Opinion
Will Coding Be Useless After Artificial Intelligence Can Write Flawless Code?
Human coding will survive, but the work we do as software engineers and data scientists may change
Disclaimer: This is an opinion piece. I’d love to hear your thoughts in the comments.
Rather than ask if GPT-3 will make coders obsolete .
Let’s assume that at some point, AI can write flawless code.
Will there still be a place for humans writing code? Yes.
Coding is the most efficient way to communicate with AI
Code is designed to be as high-level and unambiguous as possible.
While considered a dark art to non-developers, most coding languages are more concise than spoken languages.
I’ll say that again.Writing out the logic of an application using English would take more words than writing it in Ruby or Python.
For this reason, telling AI what to build (while navigating edge cases and domain knowledge) may be more work than writing the code.

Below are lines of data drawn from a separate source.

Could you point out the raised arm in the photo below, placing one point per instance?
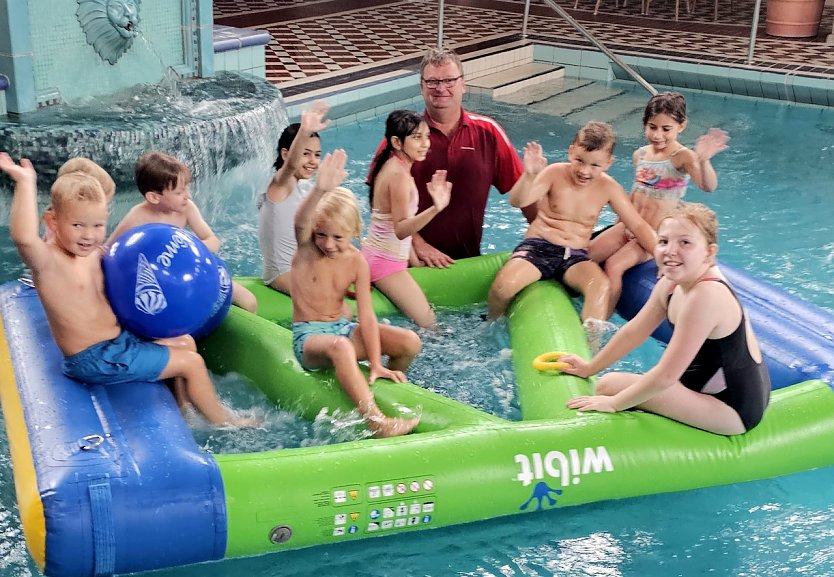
(198, 225)
(698, 165)
(534, 163)
(331, 174)
(23, 217)
(440, 191)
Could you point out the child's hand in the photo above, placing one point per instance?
(711, 143)
(21, 173)
(534, 160)
(381, 372)
(332, 170)
(440, 190)
(312, 120)
(598, 403)
(578, 366)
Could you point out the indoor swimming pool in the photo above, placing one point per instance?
(775, 205)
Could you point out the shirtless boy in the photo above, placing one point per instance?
(66, 270)
(570, 197)
(324, 266)
(164, 182)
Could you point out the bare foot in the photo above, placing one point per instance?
(388, 427)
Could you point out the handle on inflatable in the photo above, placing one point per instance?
(550, 362)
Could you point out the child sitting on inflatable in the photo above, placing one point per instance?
(712, 375)
(570, 197)
(324, 266)
(66, 270)
(164, 182)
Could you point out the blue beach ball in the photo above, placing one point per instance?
(161, 280)
(223, 303)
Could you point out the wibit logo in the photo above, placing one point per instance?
(225, 287)
(148, 297)
(541, 492)
(567, 468)
(172, 247)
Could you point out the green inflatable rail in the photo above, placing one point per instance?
(461, 464)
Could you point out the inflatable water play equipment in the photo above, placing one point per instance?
(110, 480)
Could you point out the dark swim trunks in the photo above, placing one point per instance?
(552, 260)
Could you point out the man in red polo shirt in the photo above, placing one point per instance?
(476, 153)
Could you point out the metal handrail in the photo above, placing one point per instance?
(592, 39)
(570, 20)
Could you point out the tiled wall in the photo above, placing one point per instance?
(240, 50)
(374, 97)
(48, 58)
(593, 65)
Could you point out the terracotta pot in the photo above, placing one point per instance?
(794, 18)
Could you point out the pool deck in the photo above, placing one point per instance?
(327, 42)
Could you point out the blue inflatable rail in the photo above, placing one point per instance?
(121, 485)
(796, 337)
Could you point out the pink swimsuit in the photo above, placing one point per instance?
(385, 253)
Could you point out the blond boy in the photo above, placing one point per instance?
(66, 270)
(570, 197)
(324, 266)
(164, 182)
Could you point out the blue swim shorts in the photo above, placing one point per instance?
(125, 359)
(301, 331)
(552, 260)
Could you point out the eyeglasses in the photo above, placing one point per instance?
(445, 82)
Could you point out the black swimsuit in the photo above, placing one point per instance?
(747, 382)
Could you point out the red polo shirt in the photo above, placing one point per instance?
(478, 155)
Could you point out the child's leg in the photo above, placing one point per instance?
(199, 389)
(329, 350)
(399, 344)
(681, 404)
(513, 276)
(243, 298)
(607, 243)
(617, 264)
(404, 292)
(177, 384)
(589, 279)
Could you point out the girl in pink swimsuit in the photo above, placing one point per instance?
(662, 171)
(394, 218)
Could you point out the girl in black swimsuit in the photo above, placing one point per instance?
(712, 374)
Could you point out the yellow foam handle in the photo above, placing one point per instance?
(550, 362)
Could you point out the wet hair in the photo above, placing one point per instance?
(698, 214)
(339, 206)
(439, 57)
(87, 166)
(74, 188)
(596, 136)
(671, 103)
(285, 141)
(158, 172)
(400, 123)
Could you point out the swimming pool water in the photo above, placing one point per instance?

For example.A simple command to an AI assistant, “Buy me toilet paper” has a lot of assumptions baked in. These could be interpreted disastrously wrong if not coded as constraints in advance. How important is price? Softness? Delivery date? Quantity?
Coding forces an intelligent developer to consider these.
So while coding may become even higher level than it is now, it might be the most efficient way to talk to AIs.
AI-written code will need to be tested (with code)
Given that AI could be writing code pertaining to anything, the output space is potentially infinite.
So while you can monitor a self-driving car for 100 million miles to verify it’s safety, you can’t write tests covering an infinite space and number of domains.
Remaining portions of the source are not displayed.